Un bel idéal politique

Mario De Santis, Président de la République Italienne de fiction, est en fin de mandat. Dans les 6 mois qu’il lui reste, il va devoir prendre des décisions cruciales le mettant en face de ses propres dilemmes moraux : deux grâces présidentielles et un projet de loi hautement explosif sur l’euthanasie.

Ce film politique active un brin de nostalgie en présentant un homme politique qui aujourd’hui semble tellement daté ; mais qui pourrait cependant être un modèle. Paolo Sorrentino nous montre frontalement la solitude de l’exercice du pouvoir et un homme en proie au doute quand il doit prendre des décisions impactant la nation. On y voie la réflexion sans cesse à l’œuvre chez ce personnage qui n’aurait rien à envier à un François Mitterrand dans la maitrise du verbe et l’intelligence dans l’action.
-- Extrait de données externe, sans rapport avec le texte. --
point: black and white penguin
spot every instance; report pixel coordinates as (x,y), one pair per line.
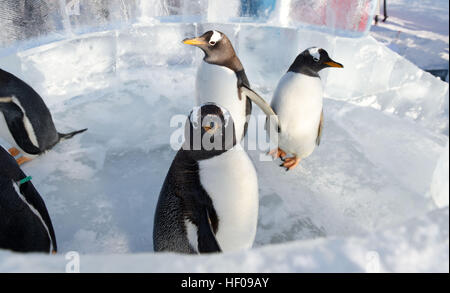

Et on voie un rôle différent du cadre constitutionnel français dévolu au Président ; ici, en Italie, il a un rôle de sage et de régulateur qui lui impose une autre gestion du temps. Ce film est autant l’éloge de la lenteur que de la nécessaire prise de temps pour décider. Rôle si difficile à tenir quand on est au centre du jeu politique, tiraillé, et surtout assisté en permanence. Et là on se souvient de Hollande qui disait au combien il était compliqué d’être un Président normal quand tout autour tourne de soit. Ce film est donc tout autant politique qu’humaniste.

Et puis, ce Président doit tirer sa révérence et laisser sa place ; il y parviendra avec beaucoup d’élégance ; mais qu’il semble alors ardu d’inventer sa vie d’après. Qui de mieux pour incarner cet homme que l’acteur fétiche de Sorrentino ; Toni Servillo, comme à son habitude est sidérant de justesse et ce jusque dans les parenthèses improbables et décalées dont Sorrentino a le secret. Et puis chaque mot, chaque silence est pesé par Servillo, qui apporte humanité, humilité et éthique nécessaires à ce Président, dont le tempérament est loin, très loin, de celui des principaux chefs d’État actuels.

Pour conclure, c’est une méditation éblouissante et profonde sur la solitude du pouvoir, et, une fois n'est pas coutume, sur la noblesse de la politique. Et ça fait beaucoup de bien dans le chaos mondial actuel prônant la loi du plus fort.